Stan Winston’s Dinosaurs: Classic Footage of Bringing Extinct Species to Life
Our Adorable Past
Jurassic Park was right on the edge between physical effects and computer animation, and you might, for example, get to a point where you’d hired a ton of talented puppeteers before your visual effects guy introduced you to this new technique where you could make a dinosaur in a computer.
And then, you had to figure out what to do with your puppeteers.
Now, Steven Spielberg didn’t abandon Stan Winston‘s amazing talents for physical effects entirely for Jurassic Park. Many of the CG shots in the movie were created by making CG models that were controlled by puppet versions of animals (that didn’t have to look as screen-perfect as the ones used for shots on location), so the puppeteers could still ply their trade. A lot of the more impressive shots in the movie, including much of the Tyrannosaurus attack on the tour cars and a lot of the velociraptors were done entirely with real animatronic puppets on set. In the case of the Rex, very large animatronic puppets.
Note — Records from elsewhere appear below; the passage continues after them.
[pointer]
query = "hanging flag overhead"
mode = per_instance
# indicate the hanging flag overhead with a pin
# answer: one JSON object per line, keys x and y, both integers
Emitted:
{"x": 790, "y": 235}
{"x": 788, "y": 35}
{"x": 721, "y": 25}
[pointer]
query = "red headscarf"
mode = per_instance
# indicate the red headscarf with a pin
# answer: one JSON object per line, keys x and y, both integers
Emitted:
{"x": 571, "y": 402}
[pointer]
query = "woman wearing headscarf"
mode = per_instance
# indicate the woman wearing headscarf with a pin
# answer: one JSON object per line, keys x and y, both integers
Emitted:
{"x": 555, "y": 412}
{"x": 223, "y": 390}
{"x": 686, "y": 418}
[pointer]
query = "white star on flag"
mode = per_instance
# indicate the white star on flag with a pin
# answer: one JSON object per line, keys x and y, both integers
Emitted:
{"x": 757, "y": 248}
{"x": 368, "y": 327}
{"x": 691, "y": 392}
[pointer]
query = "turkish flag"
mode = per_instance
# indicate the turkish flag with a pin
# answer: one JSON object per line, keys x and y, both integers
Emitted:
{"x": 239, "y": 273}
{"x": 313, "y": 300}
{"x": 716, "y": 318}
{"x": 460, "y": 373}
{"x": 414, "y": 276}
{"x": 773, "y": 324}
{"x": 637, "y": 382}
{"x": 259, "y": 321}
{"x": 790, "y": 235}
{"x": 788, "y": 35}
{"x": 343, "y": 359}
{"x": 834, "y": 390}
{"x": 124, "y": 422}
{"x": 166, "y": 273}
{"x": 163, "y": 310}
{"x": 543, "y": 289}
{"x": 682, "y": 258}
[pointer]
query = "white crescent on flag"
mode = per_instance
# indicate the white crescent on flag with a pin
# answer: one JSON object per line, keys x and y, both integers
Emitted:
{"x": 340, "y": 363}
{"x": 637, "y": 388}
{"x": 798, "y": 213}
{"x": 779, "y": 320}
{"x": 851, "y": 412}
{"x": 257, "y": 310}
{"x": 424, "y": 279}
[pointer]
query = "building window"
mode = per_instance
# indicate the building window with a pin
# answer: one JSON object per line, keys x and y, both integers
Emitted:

The Rex puppet above was skinned in foam rubber, a material that’s pretty porous, and, as the crew found out during the extended rainy night shoot, absorbs water pretty well. When the rubber got waterlogged, it would get heavier; heavier, in fact, than the hydraulics in the puppet were designed to deal with, and the Rex would come down we a really seriously creepy case of the shakes.
If you’ve ever wanted to see what an epileptic Tyrannosaur would look like, and be really scared of encountering one in the wild, go no further.